In 1946, he joined the Electronic Computer Project at the Institute for Advanced Study (IAS) in Princeton, New Jersey, under the leadership of John von Neumann. The project built a parallel stored program computer called the IAS machine that was the prototype for a number of machines such as the MANIAC I, ORACLE, and ILLIAC series. Pomerene designed and implemented the adder portion of the arithmetic unit.

Collaborating with engineers such as Bruce Gilchrist and Y.K. Wong, they invented a fast adder which incorporated a speed up technique for asynchronous adders reducing the time for additive carry-overs to propagate. This design was actually later incorporated in one commercial computer, the Philco TRANSAC S-2000, introduced in 1957, the first commercial transistorized computer.

Pomerene became chief engineer on the IAS computer project from 1951 to 1956.

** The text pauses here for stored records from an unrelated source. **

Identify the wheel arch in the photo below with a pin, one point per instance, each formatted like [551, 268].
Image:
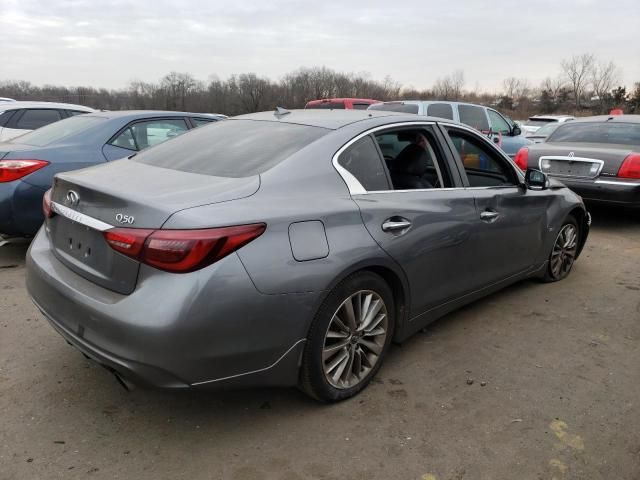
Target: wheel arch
[392, 274]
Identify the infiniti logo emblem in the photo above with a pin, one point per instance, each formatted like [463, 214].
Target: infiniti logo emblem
[72, 199]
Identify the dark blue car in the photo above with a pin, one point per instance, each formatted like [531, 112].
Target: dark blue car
[29, 162]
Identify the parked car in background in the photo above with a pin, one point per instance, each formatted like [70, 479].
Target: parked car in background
[542, 133]
[28, 163]
[597, 157]
[18, 118]
[341, 103]
[539, 121]
[502, 130]
[282, 249]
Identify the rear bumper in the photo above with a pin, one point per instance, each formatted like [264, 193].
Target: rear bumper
[211, 328]
[20, 208]
[624, 192]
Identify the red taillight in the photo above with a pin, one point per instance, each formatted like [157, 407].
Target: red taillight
[181, 251]
[630, 168]
[522, 158]
[11, 170]
[46, 204]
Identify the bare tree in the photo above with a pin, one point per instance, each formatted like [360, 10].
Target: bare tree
[450, 86]
[578, 70]
[604, 77]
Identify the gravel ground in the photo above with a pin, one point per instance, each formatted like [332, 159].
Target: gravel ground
[540, 381]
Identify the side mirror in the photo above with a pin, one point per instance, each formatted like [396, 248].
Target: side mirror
[535, 179]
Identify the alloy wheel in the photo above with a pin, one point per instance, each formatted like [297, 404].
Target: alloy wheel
[355, 339]
[564, 251]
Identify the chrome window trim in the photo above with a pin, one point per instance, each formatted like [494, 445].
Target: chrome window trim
[80, 218]
[613, 182]
[564, 158]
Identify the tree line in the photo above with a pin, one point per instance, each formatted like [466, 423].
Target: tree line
[583, 85]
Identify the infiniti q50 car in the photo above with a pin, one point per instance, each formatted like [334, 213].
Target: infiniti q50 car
[290, 248]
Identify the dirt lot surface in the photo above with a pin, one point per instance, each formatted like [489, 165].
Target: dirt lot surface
[555, 395]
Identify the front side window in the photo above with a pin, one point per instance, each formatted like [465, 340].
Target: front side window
[483, 166]
[32, 119]
[598, 132]
[414, 159]
[474, 117]
[440, 110]
[498, 123]
[362, 160]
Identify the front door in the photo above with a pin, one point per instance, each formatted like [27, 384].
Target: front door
[512, 220]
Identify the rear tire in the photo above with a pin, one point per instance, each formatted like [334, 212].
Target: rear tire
[348, 338]
[564, 251]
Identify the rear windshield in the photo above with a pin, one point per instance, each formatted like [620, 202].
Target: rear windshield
[327, 106]
[614, 133]
[234, 148]
[59, 130]
[395, 107]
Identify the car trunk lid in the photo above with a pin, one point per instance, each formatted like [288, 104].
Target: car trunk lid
[125, 194]
[581, 160]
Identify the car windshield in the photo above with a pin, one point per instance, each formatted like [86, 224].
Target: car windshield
[57, 131]
[598, 132]
[395, 107]
[233, 148]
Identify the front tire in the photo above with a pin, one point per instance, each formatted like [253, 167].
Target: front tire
[348, 338]
[564, 251]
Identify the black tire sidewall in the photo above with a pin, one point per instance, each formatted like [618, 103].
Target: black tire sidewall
[312, 379]
[549, 277]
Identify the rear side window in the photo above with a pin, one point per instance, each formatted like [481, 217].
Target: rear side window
[591, 132]
[474, 117]
[362, 160]
[441, 110]
[233, 148]
[32, 119]
[395, 107]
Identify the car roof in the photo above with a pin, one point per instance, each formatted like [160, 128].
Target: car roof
[4, 106]
[330, 119]
[608, 119]
[551, 117]
[342, 99]
[134, 114]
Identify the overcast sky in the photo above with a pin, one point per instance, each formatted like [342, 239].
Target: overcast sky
[107, 43]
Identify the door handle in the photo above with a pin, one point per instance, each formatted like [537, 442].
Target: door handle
[489, 216]
[395, 224]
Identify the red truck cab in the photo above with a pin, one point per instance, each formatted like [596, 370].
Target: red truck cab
[342, 103]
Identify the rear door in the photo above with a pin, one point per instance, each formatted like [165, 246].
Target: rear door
[426, 229]
[511, 220]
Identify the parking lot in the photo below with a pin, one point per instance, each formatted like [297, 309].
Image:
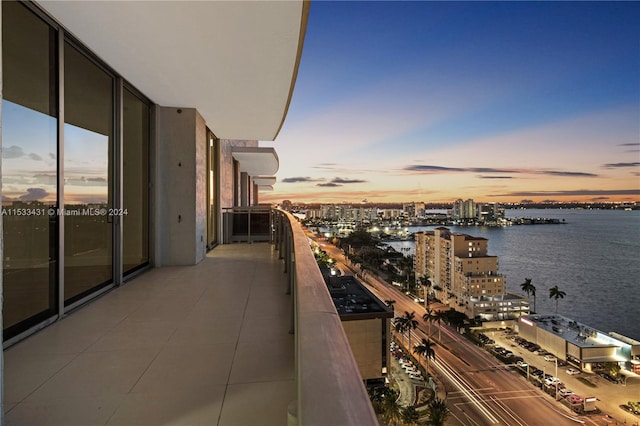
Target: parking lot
[573, 386]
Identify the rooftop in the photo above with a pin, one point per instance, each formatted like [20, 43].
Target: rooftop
[579, 334]
[353, 300]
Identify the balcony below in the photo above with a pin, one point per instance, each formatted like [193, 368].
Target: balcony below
[197, 345]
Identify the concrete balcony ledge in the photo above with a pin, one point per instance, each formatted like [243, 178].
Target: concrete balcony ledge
[330, 390]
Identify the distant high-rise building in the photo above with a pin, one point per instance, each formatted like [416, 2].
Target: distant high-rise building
[467, 276]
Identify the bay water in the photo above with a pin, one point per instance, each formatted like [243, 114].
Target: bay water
[594, 257]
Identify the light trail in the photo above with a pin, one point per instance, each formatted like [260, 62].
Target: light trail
[465, 388]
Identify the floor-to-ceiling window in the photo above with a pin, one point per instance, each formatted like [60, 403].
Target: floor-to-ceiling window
[88, 176]
[46, 162]
[213, 145]
[29, 168]
[135, 175]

In Summer 1956, Pomerene joined the IBM Corporation in Poughkeepsie, where he and several others started the development of various electronic computer systems such as the IBM 7030 and Harvest computers. He was appointed an IBM Fellow in 1976. He held 37 patents when he retired from IBM in 1993.

Pomerene was a Life Fellow of the IEEE and a member of the National Academy of Engineering. He received the IEEE Edison Medal in 1993, and the Eckert-Mauchly Award in 2006.

He died December 7, 2008, in Chappaqua, New York.

== Selected papers ==
- Gilchrist, B.; Pomerene, J.; Wong, S.Y., "Fast carry logic for digital computers" IRE Transactions on Electronic Computers, EC-4 (Dec.1955), pp. 133–136.
- Esterin, B.; Gilchrist, B.; Pomerene, J. H., "A Note on High Speed Digital Multiplication" IRE Transactions on Electronic Computers, vol. EC-5, p. 140 (1956).